Tiffany (01:07:57): Yeah. No, this one was in the Discourse.
Erin (01:08:00): Yeah. Yeah.
Tiffany (01:08:00): Thank you guys so much. I look forward to hearing Kurt, how I might be able to do that and if it's possible and Erin, I look forward to hearing about this.
Erin (01:08:12): Yeah, of course.
Tiffany (01:08:12): ... bug I guess.
Kurt Kemple (01:08:13): Yeah, right.
Erin (01:08:15): It's always, we love building.
Tiffany (01:08:15): There's a glitch in the niche.
Kurt Kemple (01:08:17): Bug in the glitch room.
Erin (01:08:18): Glitch in the Matrix it a great-
Kurt Kemple (01:08:20): Glitch in the matrix, I love that even more.
Erin (01:08:22): And thanks Kurt, as always, I mean I'm always excited to hear people talk about Orbit that's not me. I feel like also, you're not saying that I have a Pipedream window open on this other window because I'm like, wow, this is what I've been doing in glitch for like three months.
Kurt Kemple (01:08:35): Oh, I'm telling you, the Orbit to Pipedream pipeline is real because let me tell you, it's like anything that I can use to relieve the program management workload is huge for me.
Erin (01:08:52): I will send you a DM on Discord Kurt, because I have a workflow I'm building that I feel like one, Pipedream solves this problem but two, I feel like you'll get a kick out of it.
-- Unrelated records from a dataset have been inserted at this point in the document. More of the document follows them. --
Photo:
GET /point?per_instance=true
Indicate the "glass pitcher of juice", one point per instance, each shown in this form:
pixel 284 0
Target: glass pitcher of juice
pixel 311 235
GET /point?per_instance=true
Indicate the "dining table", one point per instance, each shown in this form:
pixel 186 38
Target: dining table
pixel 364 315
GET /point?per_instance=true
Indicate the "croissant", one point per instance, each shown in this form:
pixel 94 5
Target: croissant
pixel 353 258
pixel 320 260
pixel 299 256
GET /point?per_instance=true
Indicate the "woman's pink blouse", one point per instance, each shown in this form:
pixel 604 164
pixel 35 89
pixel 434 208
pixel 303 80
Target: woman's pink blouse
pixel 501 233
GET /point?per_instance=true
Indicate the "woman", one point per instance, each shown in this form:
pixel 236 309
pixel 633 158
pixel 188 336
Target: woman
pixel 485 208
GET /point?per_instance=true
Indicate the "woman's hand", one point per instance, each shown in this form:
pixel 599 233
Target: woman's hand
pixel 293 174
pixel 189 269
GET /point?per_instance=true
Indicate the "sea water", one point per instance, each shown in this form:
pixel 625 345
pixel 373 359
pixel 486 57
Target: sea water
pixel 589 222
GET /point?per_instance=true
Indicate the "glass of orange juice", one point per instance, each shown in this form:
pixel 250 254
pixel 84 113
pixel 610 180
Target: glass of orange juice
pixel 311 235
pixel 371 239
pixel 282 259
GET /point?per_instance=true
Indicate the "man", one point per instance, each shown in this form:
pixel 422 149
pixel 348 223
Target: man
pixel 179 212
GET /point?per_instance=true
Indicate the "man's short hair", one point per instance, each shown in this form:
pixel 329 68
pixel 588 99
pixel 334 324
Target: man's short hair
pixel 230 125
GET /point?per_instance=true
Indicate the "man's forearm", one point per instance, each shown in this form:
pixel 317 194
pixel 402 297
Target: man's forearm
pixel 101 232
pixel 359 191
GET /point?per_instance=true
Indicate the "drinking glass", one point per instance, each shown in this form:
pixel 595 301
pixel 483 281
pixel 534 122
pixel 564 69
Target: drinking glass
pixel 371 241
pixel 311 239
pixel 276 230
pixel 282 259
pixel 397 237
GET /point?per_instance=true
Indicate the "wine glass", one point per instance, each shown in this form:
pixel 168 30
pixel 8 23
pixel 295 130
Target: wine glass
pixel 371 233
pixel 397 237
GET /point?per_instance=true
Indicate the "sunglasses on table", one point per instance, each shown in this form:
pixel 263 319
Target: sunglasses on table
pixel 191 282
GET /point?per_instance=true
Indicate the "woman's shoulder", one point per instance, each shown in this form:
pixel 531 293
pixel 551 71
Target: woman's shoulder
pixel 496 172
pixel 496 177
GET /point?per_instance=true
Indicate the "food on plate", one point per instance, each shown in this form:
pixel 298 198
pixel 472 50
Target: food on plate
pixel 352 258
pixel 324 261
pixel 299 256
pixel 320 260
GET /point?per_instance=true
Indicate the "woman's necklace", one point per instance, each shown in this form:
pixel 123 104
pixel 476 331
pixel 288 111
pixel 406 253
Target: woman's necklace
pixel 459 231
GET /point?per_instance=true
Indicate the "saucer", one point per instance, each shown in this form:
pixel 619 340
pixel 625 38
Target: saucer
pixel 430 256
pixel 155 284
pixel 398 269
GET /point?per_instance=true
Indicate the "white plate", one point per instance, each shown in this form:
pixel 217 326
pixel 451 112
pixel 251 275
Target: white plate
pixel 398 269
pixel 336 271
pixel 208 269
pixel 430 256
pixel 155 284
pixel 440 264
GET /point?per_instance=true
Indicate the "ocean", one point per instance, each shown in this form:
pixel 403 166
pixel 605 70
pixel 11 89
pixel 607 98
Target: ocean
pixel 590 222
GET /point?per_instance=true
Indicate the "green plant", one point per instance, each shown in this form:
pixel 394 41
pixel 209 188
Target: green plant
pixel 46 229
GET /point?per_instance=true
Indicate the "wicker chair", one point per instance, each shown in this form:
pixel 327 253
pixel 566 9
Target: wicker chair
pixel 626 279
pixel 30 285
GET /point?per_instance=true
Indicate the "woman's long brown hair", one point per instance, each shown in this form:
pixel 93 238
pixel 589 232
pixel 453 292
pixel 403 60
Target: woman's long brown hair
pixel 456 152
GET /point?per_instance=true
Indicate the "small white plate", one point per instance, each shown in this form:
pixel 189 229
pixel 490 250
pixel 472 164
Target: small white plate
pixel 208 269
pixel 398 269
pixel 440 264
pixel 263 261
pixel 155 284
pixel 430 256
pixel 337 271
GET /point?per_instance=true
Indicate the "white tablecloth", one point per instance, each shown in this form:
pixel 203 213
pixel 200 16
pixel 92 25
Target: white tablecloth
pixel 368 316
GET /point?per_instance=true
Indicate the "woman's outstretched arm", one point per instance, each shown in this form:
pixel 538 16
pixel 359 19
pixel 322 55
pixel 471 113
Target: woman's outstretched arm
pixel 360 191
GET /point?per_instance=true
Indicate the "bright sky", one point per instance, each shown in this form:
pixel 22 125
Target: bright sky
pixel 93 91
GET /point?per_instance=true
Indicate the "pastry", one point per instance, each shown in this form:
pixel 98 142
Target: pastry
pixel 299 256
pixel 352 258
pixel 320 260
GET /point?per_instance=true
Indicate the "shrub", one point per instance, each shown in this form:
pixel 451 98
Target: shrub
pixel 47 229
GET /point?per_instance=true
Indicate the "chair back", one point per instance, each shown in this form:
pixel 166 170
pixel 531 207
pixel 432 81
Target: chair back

Kurt Kemple (01:09:00): Oh I can't wait. I can't wait. Before we go, any other last questions? Anybody got anything else? Well, all right, then I guess that is a wrap. Thank you all so much for the folks who were still here. I hope this was useful. I hope you learned something today and I'm around, hit me up if you have any questions, I'm just going to keep checking my DMs every day just to make sure. But yeah, I appreciate you all, have a good one. I'll talk to you later.